(Okay, so Peter King won't be my new best friend, but I do want to thank him for treading the same path as I am and clearing away much of the underbrush that would, no doubt, otherwise trip me up.)
In speaking about the necessity of calling home "mine" (albeit a "mine" that is often regularly and gracefully shared with others who also call it "mine"), and about how the ability to exclude others is a necessary attribute of home, King (in his book, In Dwelling) goes on to quote, approvingly, Roger Scruton on the nature of possessing:
These quotes come, appropriately, from Scruton's book called The Meaning of Conservatism (2001) and as much as they shocked me in the context of King, they also offer a keen insight into the challenges environmentalists face as we work to bring a more humble ideology of stewardship, tenancy, and usufruct back into western thought.

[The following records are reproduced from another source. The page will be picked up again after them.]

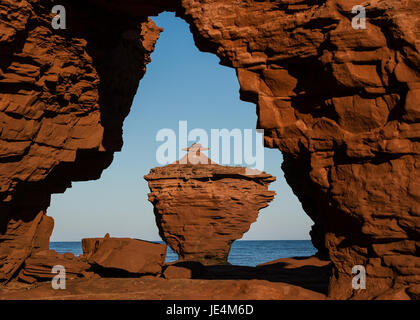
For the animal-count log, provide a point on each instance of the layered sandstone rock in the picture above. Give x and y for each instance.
(59, 119)
(341, 104)
(201, 209)
(123, 256)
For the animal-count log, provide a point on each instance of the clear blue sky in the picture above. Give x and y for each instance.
(181, 83)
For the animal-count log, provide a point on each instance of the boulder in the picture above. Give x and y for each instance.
(124, 256)
(202, 208)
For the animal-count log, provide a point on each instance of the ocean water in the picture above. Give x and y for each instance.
(243, 252)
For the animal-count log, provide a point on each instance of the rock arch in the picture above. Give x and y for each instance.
(341, 104)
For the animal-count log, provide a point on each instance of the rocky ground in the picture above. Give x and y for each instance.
(292, 278)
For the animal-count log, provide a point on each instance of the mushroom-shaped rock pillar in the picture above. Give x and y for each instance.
(202, 207)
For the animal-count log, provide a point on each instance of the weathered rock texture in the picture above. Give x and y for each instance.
(124, 256)
(341, 104)
(201, 209)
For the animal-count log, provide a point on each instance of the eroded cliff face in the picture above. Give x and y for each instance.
(63, 97)
(341, 104)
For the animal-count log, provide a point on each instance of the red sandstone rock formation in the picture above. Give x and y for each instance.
(109, 256)
(341, 104)
(201, 209)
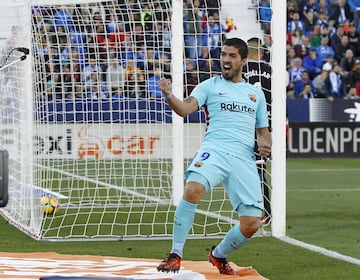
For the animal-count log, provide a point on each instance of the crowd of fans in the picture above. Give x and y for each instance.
(101, 50)
(323, 49)
(119, 49)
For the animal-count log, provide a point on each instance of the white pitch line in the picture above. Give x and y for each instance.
(297, 170)
(325, 190)
(323, 251)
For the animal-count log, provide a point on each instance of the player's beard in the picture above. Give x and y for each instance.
(230, 74)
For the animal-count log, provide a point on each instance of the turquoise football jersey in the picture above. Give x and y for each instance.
(232, 112)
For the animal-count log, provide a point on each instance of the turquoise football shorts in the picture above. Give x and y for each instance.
(239, 177)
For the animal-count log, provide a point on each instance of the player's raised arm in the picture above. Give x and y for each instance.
(182, 108)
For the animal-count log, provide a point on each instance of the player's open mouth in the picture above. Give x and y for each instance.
(226, 68)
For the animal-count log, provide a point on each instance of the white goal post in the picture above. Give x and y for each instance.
(88, 128)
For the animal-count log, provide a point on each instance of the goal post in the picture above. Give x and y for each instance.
(91, 128)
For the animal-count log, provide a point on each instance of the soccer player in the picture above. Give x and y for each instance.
(258, 72)
(234, 110)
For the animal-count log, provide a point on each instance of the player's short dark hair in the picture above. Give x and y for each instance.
(239, 44)
(254, 41)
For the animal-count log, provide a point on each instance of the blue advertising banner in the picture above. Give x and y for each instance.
(321, 139)
(323, 110)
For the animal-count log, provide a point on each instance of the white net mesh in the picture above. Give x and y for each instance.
(102, 134)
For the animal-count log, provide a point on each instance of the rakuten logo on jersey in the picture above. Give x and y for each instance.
(233, 107)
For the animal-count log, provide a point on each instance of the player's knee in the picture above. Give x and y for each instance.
(194, 192)
(249, 226)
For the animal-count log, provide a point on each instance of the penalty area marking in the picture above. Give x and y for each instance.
(317, 249)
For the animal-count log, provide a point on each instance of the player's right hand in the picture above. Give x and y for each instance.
(165, 86)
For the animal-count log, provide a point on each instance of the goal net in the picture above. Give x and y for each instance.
(90, 127)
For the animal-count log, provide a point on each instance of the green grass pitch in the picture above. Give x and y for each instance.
(322, 209)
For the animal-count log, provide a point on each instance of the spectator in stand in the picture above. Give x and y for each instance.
(341, 49)
(352, 94)
(303, 49)
(294, 73)
(312, 63)
(309, 14)
(137, 86)
(191, 77)
(315, 36)
(330, 30)
(300, 84)
(347, 63)
(335, 40)
(355, 9)
(193, 30)
(296, 22)
(327, 66)
(335, 83)
(265, 15)
(354, 40)
(324, 49)
(323, 7)
(320, 85)
(290, 58)
(63, 18)
(115, 76)
(204, 57)
(297, 37)
(322, 20)
(90, 68)
(95, 88)
(152, 84)
(342, 13)
(131, 70)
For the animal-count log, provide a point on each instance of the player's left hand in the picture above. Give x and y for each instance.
(265, 150)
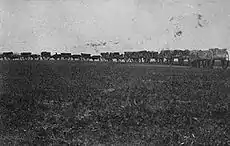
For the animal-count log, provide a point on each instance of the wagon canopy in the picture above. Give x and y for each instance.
(221, 54)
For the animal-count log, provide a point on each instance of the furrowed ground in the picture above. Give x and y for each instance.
(65, 102)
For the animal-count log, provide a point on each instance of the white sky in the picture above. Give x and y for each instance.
(67, 25)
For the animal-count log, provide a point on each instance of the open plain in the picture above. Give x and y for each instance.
(98, 103)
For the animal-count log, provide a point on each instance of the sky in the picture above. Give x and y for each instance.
(120, 25)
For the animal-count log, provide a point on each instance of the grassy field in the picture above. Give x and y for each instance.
(76, 103)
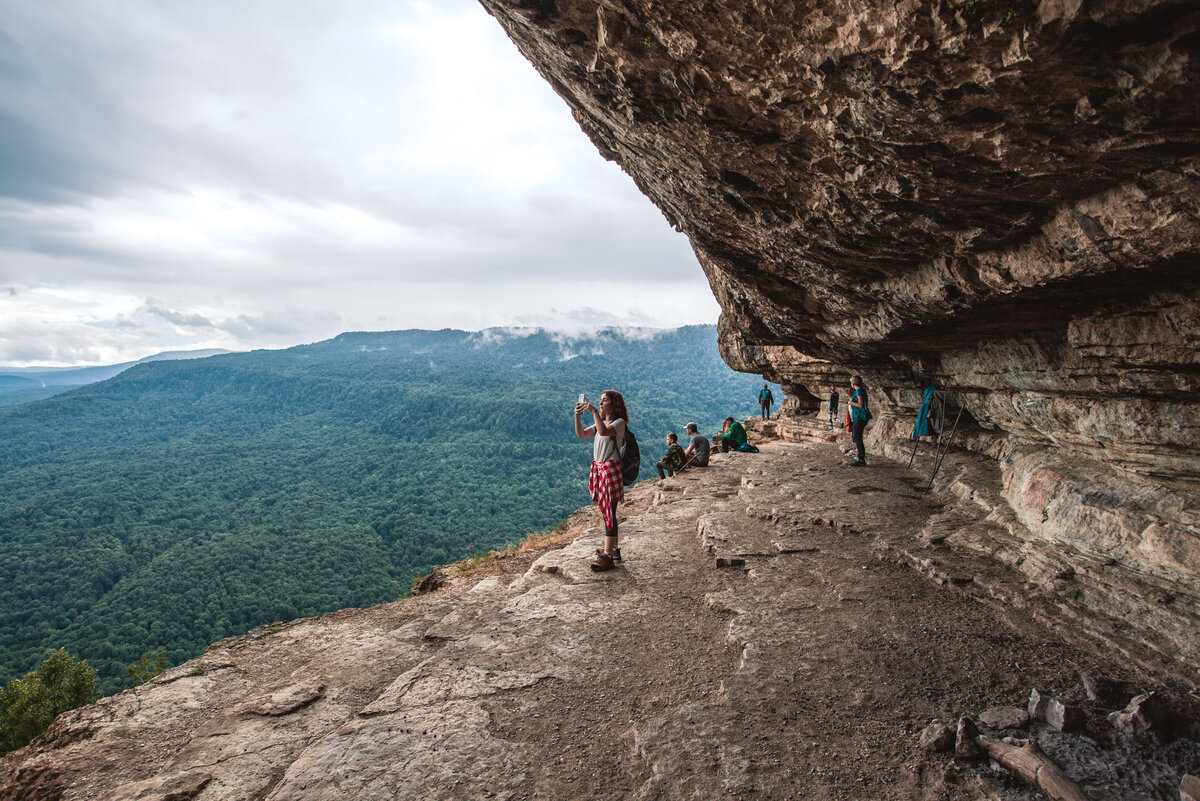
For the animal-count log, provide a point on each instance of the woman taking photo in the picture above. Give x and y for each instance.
(859, 413)
(605, 481)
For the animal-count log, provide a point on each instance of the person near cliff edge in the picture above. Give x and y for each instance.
(697, 452)
(733, 435)
(605, 480)
(859, 413)
(765, 399)
(673, 461)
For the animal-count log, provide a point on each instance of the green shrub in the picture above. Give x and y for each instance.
(28, 705)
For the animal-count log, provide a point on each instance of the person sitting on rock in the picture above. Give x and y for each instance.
(673, 461)
(733, 435)
(696, 452)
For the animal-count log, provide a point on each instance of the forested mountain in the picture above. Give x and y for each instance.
(184, 501)
(24, 384)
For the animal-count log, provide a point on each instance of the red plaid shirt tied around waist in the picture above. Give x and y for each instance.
(607, 488)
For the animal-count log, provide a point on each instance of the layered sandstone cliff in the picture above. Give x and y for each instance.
(765, 638)
(999, 197)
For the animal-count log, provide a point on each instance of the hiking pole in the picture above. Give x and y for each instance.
(941, 453)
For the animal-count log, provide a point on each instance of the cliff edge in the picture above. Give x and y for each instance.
(996, 198)
(783, 626)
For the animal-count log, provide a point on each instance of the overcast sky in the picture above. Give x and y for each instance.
(264, 173)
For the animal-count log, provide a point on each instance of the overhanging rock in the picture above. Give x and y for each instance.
(1001, 198)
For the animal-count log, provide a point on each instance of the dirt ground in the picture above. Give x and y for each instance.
(852, 651)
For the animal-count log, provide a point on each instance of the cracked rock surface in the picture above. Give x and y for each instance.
(999, 198)
(769, 634)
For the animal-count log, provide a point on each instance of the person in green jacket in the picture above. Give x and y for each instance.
(732, 435)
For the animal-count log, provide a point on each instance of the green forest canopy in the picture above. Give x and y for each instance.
(184, 501)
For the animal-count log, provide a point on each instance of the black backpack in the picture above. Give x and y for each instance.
(630, 458)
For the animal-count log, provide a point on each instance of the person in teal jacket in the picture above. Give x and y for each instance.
(732, 435)
(765, 399)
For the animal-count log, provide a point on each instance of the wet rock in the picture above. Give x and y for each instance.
(1006, 717)
(1037, 706)
(965, 746)
(288, 699)
(1144, 714)
(937, 738)
(1001, 199)
(171, 787)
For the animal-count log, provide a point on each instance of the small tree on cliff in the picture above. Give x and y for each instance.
(28, 705)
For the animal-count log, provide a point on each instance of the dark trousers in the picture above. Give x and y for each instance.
(857, 435)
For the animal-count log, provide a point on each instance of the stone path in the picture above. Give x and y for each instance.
(766, 637)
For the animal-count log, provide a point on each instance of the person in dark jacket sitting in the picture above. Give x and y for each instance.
(696, 452)
(673, 461)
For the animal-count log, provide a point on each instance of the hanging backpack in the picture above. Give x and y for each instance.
(630, 458)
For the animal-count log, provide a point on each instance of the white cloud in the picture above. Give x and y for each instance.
(258, 174)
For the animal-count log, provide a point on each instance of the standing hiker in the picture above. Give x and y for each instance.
(765, 401)
(605, 480)
(859, 413)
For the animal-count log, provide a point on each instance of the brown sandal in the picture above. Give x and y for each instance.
(603, 562)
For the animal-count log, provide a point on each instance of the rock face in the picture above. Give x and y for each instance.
(808, 673)
(1001, 198)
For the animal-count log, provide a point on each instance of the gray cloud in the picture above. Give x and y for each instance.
(269, 173)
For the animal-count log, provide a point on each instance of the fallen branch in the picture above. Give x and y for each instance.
(1035, 768)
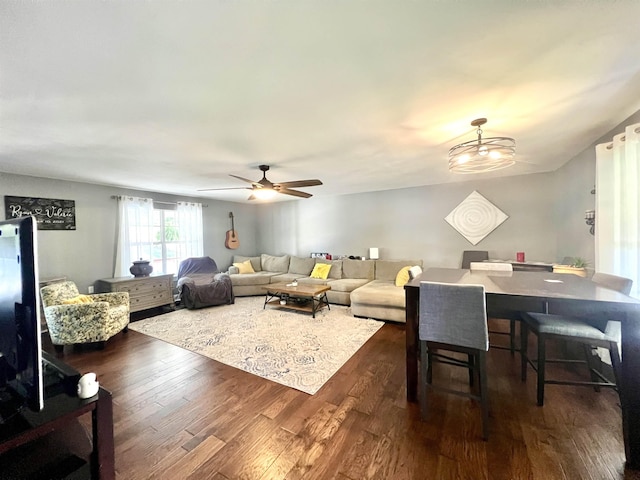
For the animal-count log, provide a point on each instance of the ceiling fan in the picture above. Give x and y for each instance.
(263, 188)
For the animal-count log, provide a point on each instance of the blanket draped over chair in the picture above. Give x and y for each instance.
(200, 284)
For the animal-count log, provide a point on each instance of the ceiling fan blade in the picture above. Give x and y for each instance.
(295, 193)
(226, 188)
(244, 179)
(300, 183)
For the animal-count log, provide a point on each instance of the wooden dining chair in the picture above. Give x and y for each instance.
(511, 317)
(550, 327)
(453, 318)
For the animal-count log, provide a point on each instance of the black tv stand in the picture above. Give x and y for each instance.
(23, 430)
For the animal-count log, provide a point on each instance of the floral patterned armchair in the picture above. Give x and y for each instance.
(73, 318)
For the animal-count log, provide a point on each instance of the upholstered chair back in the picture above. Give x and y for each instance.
(453, 314)
(57, 293)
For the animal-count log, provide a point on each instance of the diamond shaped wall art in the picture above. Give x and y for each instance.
(475, 218)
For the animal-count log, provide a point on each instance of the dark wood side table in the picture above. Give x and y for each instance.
(61, 408)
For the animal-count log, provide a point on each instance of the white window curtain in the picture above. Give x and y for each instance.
(617, 229)
(189, 217)
(135, 232)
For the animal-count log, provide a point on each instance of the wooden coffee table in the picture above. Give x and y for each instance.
(304, 298)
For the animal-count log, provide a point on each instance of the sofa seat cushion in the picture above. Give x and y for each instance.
(388, 269)
(380, 293)
(346, 284)
(258, 278)
(255, 261)
(313, 281)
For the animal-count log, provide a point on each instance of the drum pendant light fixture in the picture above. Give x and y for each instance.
(482, 155)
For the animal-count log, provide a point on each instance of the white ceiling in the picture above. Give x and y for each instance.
(173, 96)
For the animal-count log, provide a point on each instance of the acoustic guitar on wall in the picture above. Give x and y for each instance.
(232, 241)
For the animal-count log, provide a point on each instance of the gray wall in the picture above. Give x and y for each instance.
(409, 223)
(88, 253)
(546, 221)
(574, 182)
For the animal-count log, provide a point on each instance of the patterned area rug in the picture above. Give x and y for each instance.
(284, 346)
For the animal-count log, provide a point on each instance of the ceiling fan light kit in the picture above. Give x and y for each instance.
(482, 155)
(263, 189)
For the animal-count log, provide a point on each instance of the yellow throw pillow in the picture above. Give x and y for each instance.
(244, 267)
(403, 276)
(77, 300)
(321, 270)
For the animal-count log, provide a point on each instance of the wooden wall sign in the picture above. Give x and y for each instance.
(51, 214)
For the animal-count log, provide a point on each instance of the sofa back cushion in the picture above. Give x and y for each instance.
(387, 270)
(358, 269)
(301, 265)
(271, 263)
(255, 262)
(336, 267)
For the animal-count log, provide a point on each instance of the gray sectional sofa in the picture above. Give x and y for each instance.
(367, 285)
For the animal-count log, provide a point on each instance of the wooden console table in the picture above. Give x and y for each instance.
(144, 292)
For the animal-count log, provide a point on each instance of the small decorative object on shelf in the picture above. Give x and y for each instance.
(141, 268)
(590, 219)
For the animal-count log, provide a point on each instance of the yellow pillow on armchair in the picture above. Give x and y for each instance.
(78, 300)
(321, 271)
(403, 276)
(244, 267)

“Ownership is the primary relations through which man and nature come together."
"Through property man imbues the world with will, and begins therein to discover himself as a social being… "
"[Through ownership] the object is lifted out of mere ‘thinghood’ and rendered up to humanity.”
For Scruton, humans and nature (as if humans were not in their very being a part of nature!) come to into relationship only when humans reach across the divide to possess and impose their will upon nature. Scruton is using his school of philosophy to mend a breach between humans and nature that his school of philosophy created in the first place!
Spiritual environmentalists might counter Scruton's thinking with Psalm 24:1 as an anthem: "The earth is the LORD's, and the fulness thereof; the world, and they that dwell therein."
In this view, humans and nature are part and parcel of God's creation, of nature. We enter relationship with each other through this mutual awareness, mutual status. We do not need to possess and subdue nature to enter into relationship.
And nature does not need us to lift it out of its indignity of "thinghood." In the narrative of creation, God made the world and at each step, before we humans ever came on the scene, the world was declared: good.
The first humans were given permission to use, indeed were charged with the task of using, the resources of the world to create home. But permission to use - which is an expression of relationship - is not the same as permission to own. Nor does 'use' necessarily mean to manipulate, change, handle or manhandle. I "use" the view of the tree outside my window although I never even touch it. I "use" you, my readers and audience, in this joyous semi-anonymous communication as my muses. Were it not for you, I would not be writing this, but I do not own you in any way. Nor, after writing these words, do I "own" them. Nor do you "own" the internet, though you most certainly use it.
Possession is not, then, the foundation of social being (although it is a prelude to enhancing or confounding it). Simply being in the presence of another, including nature, is.
And then the question becomes, now what ought I do?